Under the crafty and mysterious Velupillai Prabhakaran, the LTTE was almost universally believed to be invincible. Between 1987 and March 1990, it had survived the formidable onslaught of the Indian Peace Keeping Force (IPKF) officered by battle-hardened veterans of the 1965 and 1971 wars against Pakistan. In the 1990s, through three operations entitled “Unceasing Waves” it had driven the Lankan army out of the vast Wanni region, besides  retaining its hold on the Eastern province.

By the end of the 1990s, the LTTE had acquired 122 and 155 mm artillery, built up a navy of fast boats called Sea Tigers, and a fleet of more than 10 ocean going vessels for gun running. By the time Rajapaksa came to power in 2005, the Tigers had a fledgling air force comprising a few Z-143 aircraft which staged a couple of nocturnal raids on Colombo in the 2006-2009 Eelam War IV.

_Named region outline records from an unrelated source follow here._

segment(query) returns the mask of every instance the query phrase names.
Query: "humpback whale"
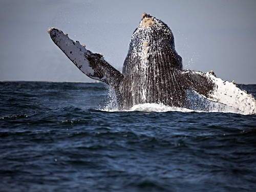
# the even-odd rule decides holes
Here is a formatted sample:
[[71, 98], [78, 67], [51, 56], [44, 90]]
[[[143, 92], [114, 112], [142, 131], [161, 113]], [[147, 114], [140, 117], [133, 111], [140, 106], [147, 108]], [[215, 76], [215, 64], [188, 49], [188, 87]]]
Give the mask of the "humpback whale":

“The LTTE was not a small group battling a giant as many people imagined. Over 30 years it had killed more than 26,000 Sri Lankan military personnel besides  innumerable civilians including a President of Sri Lanka and a former Prime Minister of India,” said the Lankan Defence Secretary, Gotabaya Rajapaksa, in his keynote address at the international conference on “Defeating Terrorism: The Sri Lankan Experience” in Colombo on May 31.

Limited attacks on specific targets was key strategy

The “realists”, not all of whom were acolytes of the LTTE, believed that the LTTE enjoyed the tacit and overt support of the 60 million Tamils in Tamil Nadu and that New Delhi would willy nilly go along with the sentiments of Tamil Nadu.

Rajapaksa’s Thinking

President Mahinda Rajapaksa and his brother and Defence Secretary  Gotabaya firmly believed that the LTTE could be defeated, if the right military and political steps were taken and adhered to steadfastly. Gotabaya, himself a retired Lt Colonel, believed that the Lankan armed forces had always been good and had won many battles, but there had been deficiencies in organisation, strategy, tactics and leadership which could not exploit the innate capabilities of the men in uniform.

Under the generalship of the currently disgraced Sarath Fonseka, the army gave up the policy of taking territory for territory’s sake and then trying to hold on through a static network.

War of Attrition 

Fonseka’s new doctrine was to search and destroy LTTE’s manpower and assets debilitating the LTTE’s capability over time, making it recruit civilians forcibly, thus alienating its main support base, the Tamil population. The army’s long range commando units also targeted LTTE leaders.

Role of Small Units                 

Majors General Chagi Gallage, Jagath Dias and Prasanna de Silva said that large infantry formations, long range area weapons and air strikes played a big role in decimating the LTTE. But victory would have impossible without the Special Forces, the commando units and other small groups drawn from the infantry divisions. Small groups, comprising eight to ten men, breached the LTTE’s defenses; infiltrated its lines, and attacked from the rear, totally disorienting its cadre. From behind the enemy lines these small groups provided valuable intelligence to the main infantry formations.

Field Level Autonomy

All field units, down to the small groups, were given the power to determine strategy and tactics, based on the ground situation and battlefield intelligence. These decisions were immediately communicated to the higher levels through a good communications system.